Das sogenannte Arzneimittelmarkt-Neuordnungsgesetz (AMNOG) von 2011 hat nach Ansicht der TK nicht den erwünschten Effekt in puncto Kostendämpfung und Qualitätssteigerung gebracht. Im Gegenteil: Dem Report zufolge hat sich seither der durchschnittliche Packungspreis mehr als verdoppelt. Demnach schlugen die Neuheiten im Jahr 2012 im Schnitt mit 670 Euro pro Packung zu Buche, 2013 waren es 1418 Euro. Damit stiegen auch die Ausgaben für die Kasse, heißt es.

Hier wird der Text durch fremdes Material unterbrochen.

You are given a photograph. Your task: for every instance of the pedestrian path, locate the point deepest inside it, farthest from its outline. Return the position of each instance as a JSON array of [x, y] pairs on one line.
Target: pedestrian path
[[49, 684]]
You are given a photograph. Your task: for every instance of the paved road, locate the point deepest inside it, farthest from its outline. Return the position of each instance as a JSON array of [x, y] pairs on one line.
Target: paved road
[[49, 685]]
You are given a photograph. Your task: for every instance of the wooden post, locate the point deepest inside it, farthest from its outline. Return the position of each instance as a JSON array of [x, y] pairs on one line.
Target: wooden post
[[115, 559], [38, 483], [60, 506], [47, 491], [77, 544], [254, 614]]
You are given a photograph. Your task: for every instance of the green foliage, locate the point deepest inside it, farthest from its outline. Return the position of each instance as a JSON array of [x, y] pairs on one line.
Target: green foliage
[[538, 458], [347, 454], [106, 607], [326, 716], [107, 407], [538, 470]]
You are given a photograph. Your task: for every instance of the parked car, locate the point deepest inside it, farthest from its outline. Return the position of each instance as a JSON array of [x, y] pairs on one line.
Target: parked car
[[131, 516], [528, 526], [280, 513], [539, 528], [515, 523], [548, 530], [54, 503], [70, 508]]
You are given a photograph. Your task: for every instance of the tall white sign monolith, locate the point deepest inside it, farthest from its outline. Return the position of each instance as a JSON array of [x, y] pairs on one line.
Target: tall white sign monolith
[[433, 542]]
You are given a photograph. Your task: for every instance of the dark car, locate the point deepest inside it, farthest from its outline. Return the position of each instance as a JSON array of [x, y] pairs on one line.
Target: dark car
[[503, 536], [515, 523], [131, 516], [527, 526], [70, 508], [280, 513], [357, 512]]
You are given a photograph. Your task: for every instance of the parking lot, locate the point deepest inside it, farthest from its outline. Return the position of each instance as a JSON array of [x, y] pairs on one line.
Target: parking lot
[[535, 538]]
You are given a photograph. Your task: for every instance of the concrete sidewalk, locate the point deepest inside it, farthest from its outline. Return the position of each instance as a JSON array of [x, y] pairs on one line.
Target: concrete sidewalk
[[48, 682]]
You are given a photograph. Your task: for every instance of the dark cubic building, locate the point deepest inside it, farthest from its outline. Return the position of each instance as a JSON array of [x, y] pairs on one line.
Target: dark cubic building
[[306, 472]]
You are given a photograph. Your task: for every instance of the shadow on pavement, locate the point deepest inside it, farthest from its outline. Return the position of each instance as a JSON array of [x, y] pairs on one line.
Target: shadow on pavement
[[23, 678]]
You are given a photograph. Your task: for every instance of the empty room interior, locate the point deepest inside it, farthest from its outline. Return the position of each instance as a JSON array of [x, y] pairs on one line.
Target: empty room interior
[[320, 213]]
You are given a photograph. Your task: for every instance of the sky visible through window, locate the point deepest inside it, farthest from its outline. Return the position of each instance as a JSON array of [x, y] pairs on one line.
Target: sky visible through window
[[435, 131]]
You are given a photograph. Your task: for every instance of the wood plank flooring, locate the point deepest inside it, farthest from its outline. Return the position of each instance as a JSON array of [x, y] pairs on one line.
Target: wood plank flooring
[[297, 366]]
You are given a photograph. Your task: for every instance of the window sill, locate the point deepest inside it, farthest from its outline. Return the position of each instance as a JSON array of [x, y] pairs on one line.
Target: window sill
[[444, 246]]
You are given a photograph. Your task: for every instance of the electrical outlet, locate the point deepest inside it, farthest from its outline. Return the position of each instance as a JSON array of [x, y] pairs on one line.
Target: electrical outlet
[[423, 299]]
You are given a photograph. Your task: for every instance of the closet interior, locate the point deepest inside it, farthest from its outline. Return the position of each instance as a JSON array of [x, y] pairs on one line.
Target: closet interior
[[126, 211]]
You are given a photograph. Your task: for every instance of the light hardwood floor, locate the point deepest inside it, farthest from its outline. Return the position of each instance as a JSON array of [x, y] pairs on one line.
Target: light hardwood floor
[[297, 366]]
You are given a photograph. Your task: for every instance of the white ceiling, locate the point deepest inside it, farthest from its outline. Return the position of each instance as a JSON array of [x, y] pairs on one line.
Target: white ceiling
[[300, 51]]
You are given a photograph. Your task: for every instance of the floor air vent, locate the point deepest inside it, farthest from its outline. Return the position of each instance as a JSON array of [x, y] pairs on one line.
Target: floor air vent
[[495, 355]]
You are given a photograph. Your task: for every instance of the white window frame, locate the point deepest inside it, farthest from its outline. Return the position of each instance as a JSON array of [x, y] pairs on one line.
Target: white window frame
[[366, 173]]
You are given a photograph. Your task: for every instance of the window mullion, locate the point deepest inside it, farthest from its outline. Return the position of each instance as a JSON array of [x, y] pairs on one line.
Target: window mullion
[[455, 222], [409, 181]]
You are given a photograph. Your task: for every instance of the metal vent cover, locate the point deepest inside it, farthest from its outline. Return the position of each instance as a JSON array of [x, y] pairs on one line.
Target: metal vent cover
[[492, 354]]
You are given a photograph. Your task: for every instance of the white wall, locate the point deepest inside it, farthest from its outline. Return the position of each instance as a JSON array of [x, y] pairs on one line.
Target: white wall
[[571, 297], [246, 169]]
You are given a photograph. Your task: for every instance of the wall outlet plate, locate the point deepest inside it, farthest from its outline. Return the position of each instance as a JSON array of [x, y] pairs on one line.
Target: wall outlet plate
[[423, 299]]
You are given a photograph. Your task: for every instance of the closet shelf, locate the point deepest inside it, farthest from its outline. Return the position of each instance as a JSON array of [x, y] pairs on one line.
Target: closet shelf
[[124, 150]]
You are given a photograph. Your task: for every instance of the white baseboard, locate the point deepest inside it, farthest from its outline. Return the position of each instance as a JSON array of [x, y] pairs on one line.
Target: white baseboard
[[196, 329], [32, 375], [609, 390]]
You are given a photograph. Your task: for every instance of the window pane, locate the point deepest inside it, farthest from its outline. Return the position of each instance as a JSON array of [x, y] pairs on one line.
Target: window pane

Ihr Ampelschema hält die TK auch für die Software in Arztpraxen für eine gute Lösung, um die Wirtschaftlichkeit bei der Versorgung zu verbessern. Nach Ansicht der Kasse kann der Arzt so schnell den Zusatznutzen eines Medikaments erkennen. Für die Industrie ist die pauschale Bewertung hingegen nicht zielführend. Birgit Fischer, Hauptgeschäftsführerin des Verbands forschender Pharmaunternehmen, ließ wissen: »Es bleibt zu hoffen, dass Ärzte künftig nicht unter dem Vorwand der Arzneimittelinformation dazu gedrängt werden, untaugliche Orientierungssysteme wie die Ampel zum Maßstab ihrer Therapieentscheidungen zu machen.« Rot, Grün und Gelb gelte nämlich in der Therapie – anders als im Straßenverkehr – nicht für jeden Patienten in gleicher Weise. In der Krebsmedizin etwa könne jedes neue Medikament ein sinnvoller Teil einer Kombinationstherapie sein oder als Reservemittel dienen, sollte die erste Therapie nicht wirken.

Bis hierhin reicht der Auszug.